Introduction
One of the great things about Alteryx is that it never stops surprising me. As I have grown throughout my career, I have been able to continue to learn new things in Alteryx when the time is right for me. This indicates to me how mature Alteryx is as a software package.
In this article, I will explain some additional Alteryx Big Data techniques that make quick work of extracting information from Big Data projects. In a sense, this is part two of my initial big-data article from late 2017. Click here to read part 1 of this series.
Background
Everyone loves to collect data. It is happening everywhere. One of the problems we face, however, is using these ever-increasingly massive data sources. As the size of the data grows, so does the processing time.

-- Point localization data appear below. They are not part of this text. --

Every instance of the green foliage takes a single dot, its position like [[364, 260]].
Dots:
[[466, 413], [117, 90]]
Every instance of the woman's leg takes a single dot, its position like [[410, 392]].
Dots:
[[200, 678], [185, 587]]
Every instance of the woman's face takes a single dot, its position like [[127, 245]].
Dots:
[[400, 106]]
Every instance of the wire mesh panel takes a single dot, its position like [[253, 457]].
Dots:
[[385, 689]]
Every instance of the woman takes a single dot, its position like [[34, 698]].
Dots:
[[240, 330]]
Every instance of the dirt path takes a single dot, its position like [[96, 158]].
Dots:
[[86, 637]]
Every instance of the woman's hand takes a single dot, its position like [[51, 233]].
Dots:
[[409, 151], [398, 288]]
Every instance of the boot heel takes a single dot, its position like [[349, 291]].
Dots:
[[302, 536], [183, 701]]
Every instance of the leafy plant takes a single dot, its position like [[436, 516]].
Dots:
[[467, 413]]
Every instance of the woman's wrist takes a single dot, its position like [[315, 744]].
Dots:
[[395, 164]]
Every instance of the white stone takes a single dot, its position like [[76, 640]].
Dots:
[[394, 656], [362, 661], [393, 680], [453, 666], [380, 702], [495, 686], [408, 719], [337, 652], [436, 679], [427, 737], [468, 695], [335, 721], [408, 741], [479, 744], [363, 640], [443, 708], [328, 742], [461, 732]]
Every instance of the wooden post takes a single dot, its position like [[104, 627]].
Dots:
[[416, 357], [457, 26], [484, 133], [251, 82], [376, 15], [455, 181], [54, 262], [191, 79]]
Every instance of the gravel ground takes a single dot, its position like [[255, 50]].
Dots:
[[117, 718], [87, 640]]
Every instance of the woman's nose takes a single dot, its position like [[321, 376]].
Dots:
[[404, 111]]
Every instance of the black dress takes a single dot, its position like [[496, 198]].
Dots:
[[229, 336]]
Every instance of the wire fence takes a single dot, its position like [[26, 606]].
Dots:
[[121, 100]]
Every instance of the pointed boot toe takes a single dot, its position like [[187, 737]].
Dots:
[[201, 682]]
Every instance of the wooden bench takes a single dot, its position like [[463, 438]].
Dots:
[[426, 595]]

Just because you have the data sitting on a hard drive somewhere doesn’t mean it is going to give you instant value. The value is only obtained if you can quickly retrieve exactly what you want, when you want it. Nobody likes to sit around waiting for hard-drives to spin enough times to send you some data hours later. Sometimes you have to surgically extract a portion of the data to complete your analysis. That is what I do in this article.
A Big-Data Collection Framework
Let’s set-up a conceptual big-data collection framework for this discussion and to demonstrate the techniques I discuss here. Here are the details of this hypothetical data collection system that leads to big-data.
- Assume that multiple weather monitoring sites are being used to collect the data. In our example, think of the worldwide weather station monitoring network represented here, with tens of thousands of stations being used to collect data.
- Data is being collected over time, with many measurements per day. Think of thousands of daily wind or temperature readings that are being made with electronic equipment that can continuously record data and record it down to the second.
- Think of an example where you might want to examine the weather data from a series of stations you select for a period of time. Maybe you want to correlate some other non-weather events (i.e. attendance at sporting events) to this weather data.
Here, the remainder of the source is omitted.